Monsieur J. tenait bien sûr d'autres conversations bien plus sérieuses. D'ailleurs, en littérature, il possédait une vaste érudition, ne manquant pas de nous encourager à lire telle œuvre classique, tel grand auteur passé ou contemporain. Il préférait Camus à Sartre et ne dédaignait pas Simone de Beauvoir. Je garde le souvenir de chouettes veillées passées en sa compagnie dont une, ce devait être un Mardi gras, avec des crêpes qu'il nous avait fait préparer non pas au rhum mais à l'anis.
Il y avait aussi l'adjudant chef K, brave homme mais aussi impénitent gueulard quand nous manquions à nos devoirs. Nombreux étaient les après-midi, que nous passions à l'armurerie pour astiquer : pistolets mitrailleurs, mitrailleuses et fusils, à préparer les caisses de minutions pour les séances de tir de fin de semaine et du dimanche matin. Fallait que tout soit impeccable et l'adjudant chef venait vérifier notre travail. Jamais ce n'était assez bien et souvent il fallait dégraisser une culasse où, selon lui, la crasse n'avait pas été extraite préalablement pour ensuite, huiler de nouveau, mais pas trop... Souvent, chacun de nous, il l'appelait « fils » familièrement... à ces instants, nous savions qu'il était content de nous ou bien qu'il allait avoir besoin de nos services …

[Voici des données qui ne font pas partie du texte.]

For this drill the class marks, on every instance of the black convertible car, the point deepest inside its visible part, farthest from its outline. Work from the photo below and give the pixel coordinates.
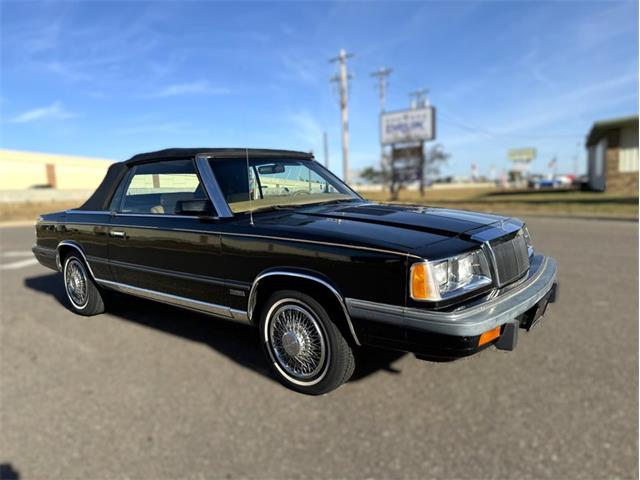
(273, 239)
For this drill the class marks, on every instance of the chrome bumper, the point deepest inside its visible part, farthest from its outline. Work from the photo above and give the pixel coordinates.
(470, 321)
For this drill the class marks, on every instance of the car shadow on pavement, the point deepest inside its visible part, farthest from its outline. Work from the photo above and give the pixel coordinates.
(236, 341)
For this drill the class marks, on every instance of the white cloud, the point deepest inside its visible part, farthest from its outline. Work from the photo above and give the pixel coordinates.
(55, 111)
(191, 88)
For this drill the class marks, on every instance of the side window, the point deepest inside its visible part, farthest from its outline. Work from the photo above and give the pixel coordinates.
(156, 188)
(291, 179)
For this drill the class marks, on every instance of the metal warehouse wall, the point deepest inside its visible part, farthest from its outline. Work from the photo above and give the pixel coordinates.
(25, 170)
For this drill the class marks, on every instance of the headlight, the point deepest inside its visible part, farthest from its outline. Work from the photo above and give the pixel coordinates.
(443, 279)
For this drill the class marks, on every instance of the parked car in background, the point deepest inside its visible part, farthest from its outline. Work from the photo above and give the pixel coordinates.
(272, 239)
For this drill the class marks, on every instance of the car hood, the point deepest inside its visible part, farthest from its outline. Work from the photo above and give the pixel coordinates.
(404, 228)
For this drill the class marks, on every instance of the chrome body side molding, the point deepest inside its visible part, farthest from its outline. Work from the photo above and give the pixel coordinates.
(183, 302)
(254, 292)
(235, 234)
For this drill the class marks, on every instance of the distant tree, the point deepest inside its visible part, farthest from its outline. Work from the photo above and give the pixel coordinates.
(408, 170)
(372, 175)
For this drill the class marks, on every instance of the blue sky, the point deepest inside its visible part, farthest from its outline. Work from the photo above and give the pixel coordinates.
(110, 79)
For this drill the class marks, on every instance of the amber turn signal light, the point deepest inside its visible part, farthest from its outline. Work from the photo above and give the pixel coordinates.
(419, 281)
(489, 335)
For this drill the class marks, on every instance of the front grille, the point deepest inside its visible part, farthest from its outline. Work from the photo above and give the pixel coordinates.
(512, 259)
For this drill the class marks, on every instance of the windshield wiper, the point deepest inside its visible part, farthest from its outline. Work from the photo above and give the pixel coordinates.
(338, 200)
(270, 208)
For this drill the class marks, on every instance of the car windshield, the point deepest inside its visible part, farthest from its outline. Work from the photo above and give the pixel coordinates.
(269, 183)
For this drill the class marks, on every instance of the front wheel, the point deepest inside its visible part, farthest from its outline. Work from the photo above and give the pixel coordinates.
(304, 346)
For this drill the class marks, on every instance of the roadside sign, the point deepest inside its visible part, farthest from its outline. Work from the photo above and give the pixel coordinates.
(408, 126)
(521, 154)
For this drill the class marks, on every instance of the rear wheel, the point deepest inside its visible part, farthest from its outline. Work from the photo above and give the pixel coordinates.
(82, 292)
(306, 349)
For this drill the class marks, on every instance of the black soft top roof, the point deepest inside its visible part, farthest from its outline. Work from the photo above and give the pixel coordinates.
(100, 199)
(217, 152)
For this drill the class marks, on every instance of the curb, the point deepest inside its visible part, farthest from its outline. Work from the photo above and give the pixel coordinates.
(566, 216)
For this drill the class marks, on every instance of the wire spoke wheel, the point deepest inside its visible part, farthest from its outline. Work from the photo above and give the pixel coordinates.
(75, 281)
(297, 341)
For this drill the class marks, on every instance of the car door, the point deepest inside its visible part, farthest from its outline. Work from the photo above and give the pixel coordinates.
(156, 250)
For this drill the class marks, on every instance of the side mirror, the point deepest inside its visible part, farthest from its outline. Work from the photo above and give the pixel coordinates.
(194, 207)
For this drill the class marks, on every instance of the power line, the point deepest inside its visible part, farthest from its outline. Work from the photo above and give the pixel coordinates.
(419, 98)
(475, 129)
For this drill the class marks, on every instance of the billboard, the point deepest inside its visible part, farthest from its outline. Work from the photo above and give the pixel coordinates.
(522, 154)
(408, 126)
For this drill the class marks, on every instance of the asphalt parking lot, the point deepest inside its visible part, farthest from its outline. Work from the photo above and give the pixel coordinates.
(149, 392)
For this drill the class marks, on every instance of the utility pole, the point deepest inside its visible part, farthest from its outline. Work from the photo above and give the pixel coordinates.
(343, 85)
(382, 75)
(420, 101)
(325, 142)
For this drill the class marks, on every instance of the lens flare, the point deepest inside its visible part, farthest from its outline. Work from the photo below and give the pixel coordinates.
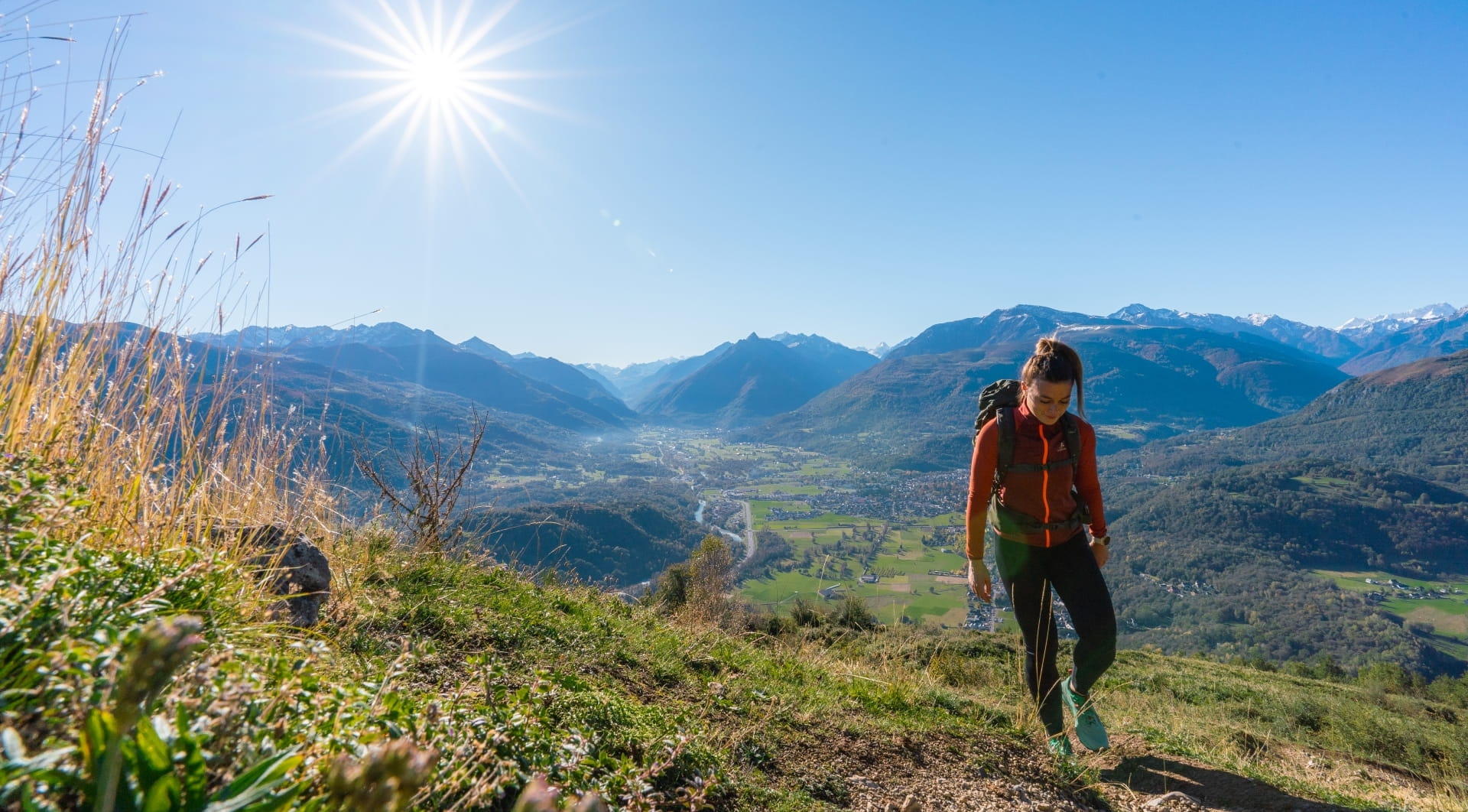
(437, 81)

Il aimait bien boire le coup et les samedi soir, après les séances de cinéma des armées, les buffets organisés avec les gendarmes du coin, étaient l'occasion pour lui, de bien lever le coude. Au retour, nous déposions chez lui notre adjudant chef bien égrillard, son épouse nous faisant les gros yeux à chaque fois... comme si c'était de notre faute ! …
Un des avantages du service militaire était de pouvoir apprendre à conduire puis d'obtenir son permis militaire, transformable en permis de conduire officiel, à la libération. Et, bien sûr, je comptais bien le passer ce permis… Toutefois, en ayant fait la demande au sous lieutenant C., celui-ci me répondit que je devais attendre la prochaine session d'apprentissage qui aurait lieu en automne. C'est à dire pas avant 4 à 5 mois. C'était bien trop long à mon goût... Mon envie de prendre le volant j'ai pu la satisfaire les dimanches après-midi en m’entraînant à la conduite sur le 4-2 du service. Un fourgon bâché sur châssis du "1000Kg" Renault. J'étais accompagné par René C. le parisien qui avait obtenu son permis au cours de l'hiver précédent. Cet après-midi là, il me faisait faire des créneaux sur le chemin bordant la piste du parcours du combattant. C'est en faisant un demi tour que j'ai commis la gaffe monumentale. Alors que j'exécutais la marche arrière préalable, trop obnubilé par la vision dans le rétro, ayant fortement braqué, j'ai tout simplement fait passer la roue avant droite dans la fosse du parcours. Nous nous trouvions en fâcheuse position, n'ayant plus le moyen de nous dépêtrer par nous-même. René m'a fortement engueulé. Nous avons tenté de trouver des gars pour nous aider mais nous n'étions pas assez pour dégager le 4-2 en porte-à-faux sur trois roues, la 4ème dans le vide. Il fallait recourir à un véhicule assez puissant pour sortir notre camionnette de cet endroit. Et là, l'affaire devenait délicate car il fallait, un dimanche, faire appel aux sous-officiers mécanos, les seuls habilités à se servir d'un véhicule de dépannage. Nous étions coincés, au propre comme au figuré, devant attendre le lundi matin et donc faire un rapport à l'officier de notre section.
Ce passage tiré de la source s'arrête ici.